What encourages employees to 'go extra mile' and exercise their discretion in ways to improve their job performance lies in the process of the model that established a linked sequence of events as shown in the 'The Bath People and Performance Model'.

The HR policy areas identified by the model are:

1. Recruitment and selection that is careful and sophisticated;

2. Training and development that equips employees for their job roles;

3. Career opportunities provided;

4. Communication that is two-way, and information sharing;

5. Involvement of employees in management decision-making;

6. Team working;

7. Performance appraisal and development for individuals;

8. Pay that is regarded as equitable and motivating;

9. Job security;

10. Challenge and autonomy in jobs;

11. Work-life balance.


'Like it or not, it's the younger generation that will have to mentor us rather than the other way around' (Harvard business review on finding and keeping the best people, 2001 pp 137)

What an organization can promise:

? Pay commensurate with performance.

? Opportunity for training and development.

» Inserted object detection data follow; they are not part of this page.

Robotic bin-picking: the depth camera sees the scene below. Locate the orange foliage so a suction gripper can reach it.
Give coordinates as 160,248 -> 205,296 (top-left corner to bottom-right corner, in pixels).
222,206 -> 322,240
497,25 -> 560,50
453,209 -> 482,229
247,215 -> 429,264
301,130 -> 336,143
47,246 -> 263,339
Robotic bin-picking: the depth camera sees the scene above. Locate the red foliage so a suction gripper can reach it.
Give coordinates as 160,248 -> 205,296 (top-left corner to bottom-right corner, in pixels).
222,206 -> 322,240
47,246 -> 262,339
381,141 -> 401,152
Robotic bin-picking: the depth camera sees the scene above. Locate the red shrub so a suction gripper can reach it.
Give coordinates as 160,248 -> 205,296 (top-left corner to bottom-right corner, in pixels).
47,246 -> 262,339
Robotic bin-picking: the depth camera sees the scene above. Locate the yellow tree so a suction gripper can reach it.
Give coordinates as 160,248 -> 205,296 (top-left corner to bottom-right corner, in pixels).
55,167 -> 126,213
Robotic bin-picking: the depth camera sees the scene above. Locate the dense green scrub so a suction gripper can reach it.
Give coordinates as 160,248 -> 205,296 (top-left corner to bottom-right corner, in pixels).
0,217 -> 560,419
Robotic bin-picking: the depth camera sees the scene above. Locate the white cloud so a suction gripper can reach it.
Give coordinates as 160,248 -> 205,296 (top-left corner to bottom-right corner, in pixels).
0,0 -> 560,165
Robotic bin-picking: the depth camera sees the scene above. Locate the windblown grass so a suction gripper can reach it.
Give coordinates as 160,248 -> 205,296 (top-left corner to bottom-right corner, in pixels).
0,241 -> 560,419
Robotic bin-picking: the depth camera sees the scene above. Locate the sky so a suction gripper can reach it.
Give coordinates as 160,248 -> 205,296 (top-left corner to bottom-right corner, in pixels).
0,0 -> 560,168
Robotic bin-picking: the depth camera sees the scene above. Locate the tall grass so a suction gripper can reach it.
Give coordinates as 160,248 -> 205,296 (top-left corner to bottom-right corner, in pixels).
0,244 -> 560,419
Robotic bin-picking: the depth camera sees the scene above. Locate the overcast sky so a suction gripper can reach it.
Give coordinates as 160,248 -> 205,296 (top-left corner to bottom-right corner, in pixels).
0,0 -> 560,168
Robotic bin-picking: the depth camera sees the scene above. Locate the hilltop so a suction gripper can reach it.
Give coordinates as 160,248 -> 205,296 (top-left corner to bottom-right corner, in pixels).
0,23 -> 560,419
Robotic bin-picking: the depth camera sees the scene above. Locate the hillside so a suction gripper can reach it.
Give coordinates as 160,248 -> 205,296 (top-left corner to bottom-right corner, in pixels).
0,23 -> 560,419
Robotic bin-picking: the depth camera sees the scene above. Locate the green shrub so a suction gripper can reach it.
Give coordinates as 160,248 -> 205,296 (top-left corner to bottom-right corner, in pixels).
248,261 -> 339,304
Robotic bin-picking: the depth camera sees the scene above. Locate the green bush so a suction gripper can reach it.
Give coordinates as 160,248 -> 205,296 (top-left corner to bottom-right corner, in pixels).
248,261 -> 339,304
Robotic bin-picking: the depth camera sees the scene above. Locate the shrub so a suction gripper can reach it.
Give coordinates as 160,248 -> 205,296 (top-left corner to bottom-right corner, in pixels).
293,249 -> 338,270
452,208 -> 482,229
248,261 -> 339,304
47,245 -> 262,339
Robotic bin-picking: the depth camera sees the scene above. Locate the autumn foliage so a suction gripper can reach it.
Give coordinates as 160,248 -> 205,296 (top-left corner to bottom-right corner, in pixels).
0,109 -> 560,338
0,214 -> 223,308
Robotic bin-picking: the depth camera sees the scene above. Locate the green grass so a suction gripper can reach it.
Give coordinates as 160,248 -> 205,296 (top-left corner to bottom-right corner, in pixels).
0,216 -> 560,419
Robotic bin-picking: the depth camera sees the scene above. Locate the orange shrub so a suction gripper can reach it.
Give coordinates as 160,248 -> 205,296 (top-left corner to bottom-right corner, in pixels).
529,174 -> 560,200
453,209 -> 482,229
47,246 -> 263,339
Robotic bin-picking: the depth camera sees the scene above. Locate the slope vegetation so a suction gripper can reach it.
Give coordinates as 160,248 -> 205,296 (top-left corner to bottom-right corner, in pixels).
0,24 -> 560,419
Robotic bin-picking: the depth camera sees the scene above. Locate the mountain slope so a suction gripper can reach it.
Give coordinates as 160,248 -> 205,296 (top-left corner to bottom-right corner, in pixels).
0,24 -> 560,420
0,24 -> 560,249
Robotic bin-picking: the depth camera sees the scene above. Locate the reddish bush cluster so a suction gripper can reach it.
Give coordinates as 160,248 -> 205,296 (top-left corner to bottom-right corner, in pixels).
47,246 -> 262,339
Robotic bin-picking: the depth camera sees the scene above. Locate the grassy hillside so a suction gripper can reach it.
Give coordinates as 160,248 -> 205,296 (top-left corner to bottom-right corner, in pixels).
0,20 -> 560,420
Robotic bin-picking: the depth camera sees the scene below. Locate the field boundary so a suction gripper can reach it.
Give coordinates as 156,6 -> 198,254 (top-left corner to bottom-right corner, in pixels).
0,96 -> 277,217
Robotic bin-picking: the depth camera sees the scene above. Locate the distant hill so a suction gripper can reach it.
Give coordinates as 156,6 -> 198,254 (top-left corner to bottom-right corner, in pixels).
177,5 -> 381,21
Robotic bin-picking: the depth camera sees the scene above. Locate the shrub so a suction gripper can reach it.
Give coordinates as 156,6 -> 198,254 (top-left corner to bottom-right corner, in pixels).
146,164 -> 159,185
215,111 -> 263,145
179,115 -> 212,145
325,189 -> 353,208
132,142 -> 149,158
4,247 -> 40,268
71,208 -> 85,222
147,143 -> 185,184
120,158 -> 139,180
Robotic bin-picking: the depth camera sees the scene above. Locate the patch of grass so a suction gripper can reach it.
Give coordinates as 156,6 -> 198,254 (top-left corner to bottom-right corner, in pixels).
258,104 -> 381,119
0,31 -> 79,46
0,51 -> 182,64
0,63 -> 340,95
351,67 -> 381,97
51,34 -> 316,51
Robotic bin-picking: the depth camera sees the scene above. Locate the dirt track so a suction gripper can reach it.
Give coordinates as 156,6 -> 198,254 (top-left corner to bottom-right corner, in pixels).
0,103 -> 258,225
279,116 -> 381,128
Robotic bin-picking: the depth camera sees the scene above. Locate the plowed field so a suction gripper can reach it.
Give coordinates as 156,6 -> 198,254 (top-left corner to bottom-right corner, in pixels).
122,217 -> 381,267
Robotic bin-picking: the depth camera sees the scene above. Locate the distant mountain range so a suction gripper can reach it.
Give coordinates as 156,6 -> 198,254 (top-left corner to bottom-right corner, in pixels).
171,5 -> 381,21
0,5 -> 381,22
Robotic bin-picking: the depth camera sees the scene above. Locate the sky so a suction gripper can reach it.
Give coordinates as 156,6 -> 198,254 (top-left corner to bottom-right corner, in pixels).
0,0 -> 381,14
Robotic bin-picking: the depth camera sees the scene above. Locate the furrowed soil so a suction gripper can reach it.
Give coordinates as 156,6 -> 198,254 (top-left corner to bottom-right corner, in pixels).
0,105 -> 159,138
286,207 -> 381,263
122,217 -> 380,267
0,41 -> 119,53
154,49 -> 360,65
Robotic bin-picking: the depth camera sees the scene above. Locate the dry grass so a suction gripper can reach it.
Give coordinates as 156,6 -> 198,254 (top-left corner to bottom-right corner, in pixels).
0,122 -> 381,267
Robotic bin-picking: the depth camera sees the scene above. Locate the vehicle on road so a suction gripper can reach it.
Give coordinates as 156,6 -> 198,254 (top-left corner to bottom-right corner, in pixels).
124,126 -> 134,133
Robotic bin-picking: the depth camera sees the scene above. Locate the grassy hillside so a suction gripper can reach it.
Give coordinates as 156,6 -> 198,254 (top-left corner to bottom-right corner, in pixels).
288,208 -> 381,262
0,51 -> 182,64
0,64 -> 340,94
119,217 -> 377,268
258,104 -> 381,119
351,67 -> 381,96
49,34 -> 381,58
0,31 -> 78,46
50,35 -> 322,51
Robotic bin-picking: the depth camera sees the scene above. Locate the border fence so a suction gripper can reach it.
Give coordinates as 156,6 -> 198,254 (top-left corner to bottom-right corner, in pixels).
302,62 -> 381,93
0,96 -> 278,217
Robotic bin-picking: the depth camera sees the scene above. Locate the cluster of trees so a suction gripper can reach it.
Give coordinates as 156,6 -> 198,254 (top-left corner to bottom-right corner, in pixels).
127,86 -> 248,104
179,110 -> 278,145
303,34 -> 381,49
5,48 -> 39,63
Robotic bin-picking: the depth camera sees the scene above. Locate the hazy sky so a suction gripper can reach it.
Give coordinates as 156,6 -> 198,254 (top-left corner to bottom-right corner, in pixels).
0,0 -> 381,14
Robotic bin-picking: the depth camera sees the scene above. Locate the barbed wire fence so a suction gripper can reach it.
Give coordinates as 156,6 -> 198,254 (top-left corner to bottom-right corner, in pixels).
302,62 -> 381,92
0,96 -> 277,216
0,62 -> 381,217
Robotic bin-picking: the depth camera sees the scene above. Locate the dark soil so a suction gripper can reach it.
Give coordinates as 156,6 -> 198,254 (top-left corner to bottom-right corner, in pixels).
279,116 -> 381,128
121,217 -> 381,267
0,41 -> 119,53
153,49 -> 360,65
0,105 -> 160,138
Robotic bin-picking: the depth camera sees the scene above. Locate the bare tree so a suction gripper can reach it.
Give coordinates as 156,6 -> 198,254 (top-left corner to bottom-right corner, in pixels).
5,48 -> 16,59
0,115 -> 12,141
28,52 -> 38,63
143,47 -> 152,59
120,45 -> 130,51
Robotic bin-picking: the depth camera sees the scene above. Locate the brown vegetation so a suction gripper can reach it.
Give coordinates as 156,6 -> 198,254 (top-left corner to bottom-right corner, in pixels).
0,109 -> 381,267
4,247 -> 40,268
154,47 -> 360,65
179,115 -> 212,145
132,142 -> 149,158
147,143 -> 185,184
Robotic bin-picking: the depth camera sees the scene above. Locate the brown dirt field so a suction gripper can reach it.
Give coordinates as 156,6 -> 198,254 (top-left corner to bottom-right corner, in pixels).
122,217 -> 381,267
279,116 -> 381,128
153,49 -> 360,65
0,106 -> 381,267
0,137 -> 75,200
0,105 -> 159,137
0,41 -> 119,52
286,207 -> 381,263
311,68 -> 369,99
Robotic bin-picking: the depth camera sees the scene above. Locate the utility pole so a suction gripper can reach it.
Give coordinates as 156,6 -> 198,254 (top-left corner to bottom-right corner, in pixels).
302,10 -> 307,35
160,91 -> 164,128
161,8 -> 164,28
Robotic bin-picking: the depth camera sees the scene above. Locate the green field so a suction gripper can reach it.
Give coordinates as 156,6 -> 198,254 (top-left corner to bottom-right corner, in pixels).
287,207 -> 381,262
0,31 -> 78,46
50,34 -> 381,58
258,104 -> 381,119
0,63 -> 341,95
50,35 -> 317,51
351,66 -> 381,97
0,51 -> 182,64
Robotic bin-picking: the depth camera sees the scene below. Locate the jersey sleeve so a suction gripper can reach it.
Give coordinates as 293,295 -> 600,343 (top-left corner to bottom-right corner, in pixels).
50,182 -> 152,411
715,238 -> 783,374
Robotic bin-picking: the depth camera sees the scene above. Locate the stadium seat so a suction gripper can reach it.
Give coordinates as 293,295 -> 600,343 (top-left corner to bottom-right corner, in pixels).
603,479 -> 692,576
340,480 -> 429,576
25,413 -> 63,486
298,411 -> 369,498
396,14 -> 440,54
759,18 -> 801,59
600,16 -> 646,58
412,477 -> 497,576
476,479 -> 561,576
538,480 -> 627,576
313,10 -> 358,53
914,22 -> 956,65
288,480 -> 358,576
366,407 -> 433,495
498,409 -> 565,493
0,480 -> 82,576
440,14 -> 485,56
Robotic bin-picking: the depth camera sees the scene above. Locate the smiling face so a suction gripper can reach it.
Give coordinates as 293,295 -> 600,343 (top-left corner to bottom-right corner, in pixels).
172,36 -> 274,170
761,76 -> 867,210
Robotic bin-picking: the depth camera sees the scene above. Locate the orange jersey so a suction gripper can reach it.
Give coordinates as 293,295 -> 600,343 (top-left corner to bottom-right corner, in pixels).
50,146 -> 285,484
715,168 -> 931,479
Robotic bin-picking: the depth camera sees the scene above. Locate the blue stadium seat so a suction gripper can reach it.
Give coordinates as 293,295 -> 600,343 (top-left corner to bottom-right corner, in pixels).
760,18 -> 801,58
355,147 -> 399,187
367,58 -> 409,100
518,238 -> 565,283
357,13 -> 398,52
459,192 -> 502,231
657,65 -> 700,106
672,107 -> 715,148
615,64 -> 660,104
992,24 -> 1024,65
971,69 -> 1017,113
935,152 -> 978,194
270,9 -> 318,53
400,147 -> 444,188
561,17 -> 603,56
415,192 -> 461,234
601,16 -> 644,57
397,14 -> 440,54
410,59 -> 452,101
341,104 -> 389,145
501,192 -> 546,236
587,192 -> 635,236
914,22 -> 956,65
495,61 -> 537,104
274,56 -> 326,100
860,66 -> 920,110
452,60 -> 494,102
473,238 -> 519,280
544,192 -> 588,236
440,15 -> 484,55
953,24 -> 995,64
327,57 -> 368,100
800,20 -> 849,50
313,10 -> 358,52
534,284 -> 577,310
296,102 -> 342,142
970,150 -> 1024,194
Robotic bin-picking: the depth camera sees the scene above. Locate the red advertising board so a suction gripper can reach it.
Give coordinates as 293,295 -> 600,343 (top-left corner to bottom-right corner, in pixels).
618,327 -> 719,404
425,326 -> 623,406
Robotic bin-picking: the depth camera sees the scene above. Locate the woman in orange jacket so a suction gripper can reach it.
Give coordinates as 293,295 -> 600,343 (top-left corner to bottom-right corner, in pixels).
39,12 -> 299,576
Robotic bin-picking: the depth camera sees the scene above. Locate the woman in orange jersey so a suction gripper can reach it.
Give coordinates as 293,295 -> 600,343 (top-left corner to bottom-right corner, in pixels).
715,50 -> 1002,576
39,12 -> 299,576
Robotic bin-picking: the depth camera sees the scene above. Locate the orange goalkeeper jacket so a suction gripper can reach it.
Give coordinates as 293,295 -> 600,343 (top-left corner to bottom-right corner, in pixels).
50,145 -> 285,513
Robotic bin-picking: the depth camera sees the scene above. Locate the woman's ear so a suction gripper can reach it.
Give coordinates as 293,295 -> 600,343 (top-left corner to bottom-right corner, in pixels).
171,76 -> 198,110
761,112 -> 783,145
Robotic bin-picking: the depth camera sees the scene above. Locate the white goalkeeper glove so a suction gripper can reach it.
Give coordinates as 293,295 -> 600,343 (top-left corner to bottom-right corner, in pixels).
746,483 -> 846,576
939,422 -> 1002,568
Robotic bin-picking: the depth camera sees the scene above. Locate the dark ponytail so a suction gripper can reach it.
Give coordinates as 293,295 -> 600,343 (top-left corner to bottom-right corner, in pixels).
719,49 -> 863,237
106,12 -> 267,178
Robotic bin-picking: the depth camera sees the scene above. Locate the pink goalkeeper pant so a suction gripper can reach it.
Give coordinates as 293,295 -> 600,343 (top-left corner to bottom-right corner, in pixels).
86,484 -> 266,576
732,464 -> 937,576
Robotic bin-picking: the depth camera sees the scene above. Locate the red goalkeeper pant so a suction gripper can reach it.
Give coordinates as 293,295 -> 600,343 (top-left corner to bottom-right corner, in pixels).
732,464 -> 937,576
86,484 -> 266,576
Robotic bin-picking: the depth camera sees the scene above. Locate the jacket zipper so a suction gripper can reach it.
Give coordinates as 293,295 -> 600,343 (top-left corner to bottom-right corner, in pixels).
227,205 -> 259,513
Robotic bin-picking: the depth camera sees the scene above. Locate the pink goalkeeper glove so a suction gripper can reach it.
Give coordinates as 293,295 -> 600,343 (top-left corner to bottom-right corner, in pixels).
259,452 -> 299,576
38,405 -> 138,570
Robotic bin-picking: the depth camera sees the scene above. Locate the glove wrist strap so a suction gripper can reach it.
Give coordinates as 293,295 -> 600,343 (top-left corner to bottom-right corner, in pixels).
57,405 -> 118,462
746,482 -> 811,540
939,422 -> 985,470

? Opportunities for promotion.

? Recognition for innovation or new ideas.

? An attractive benefits package.

? Respectful treatment.

? Reasonable job security.

? A pleasant and a safe working environment.

(From Neil Conway. 'Promises, promises'. People Management, vol 10, no. 23, 25 November 2004, pp.42-3).

Guest (1989) identified that there must be senior management support for the success of HRM.

'Profit through people' can be produced through people management policies such as reducing status differentials and Sharing information across the organization (Based on Jeffrey Pfeffer, The Human Equation, Harvard Business School Press, Boston, MA, 1998).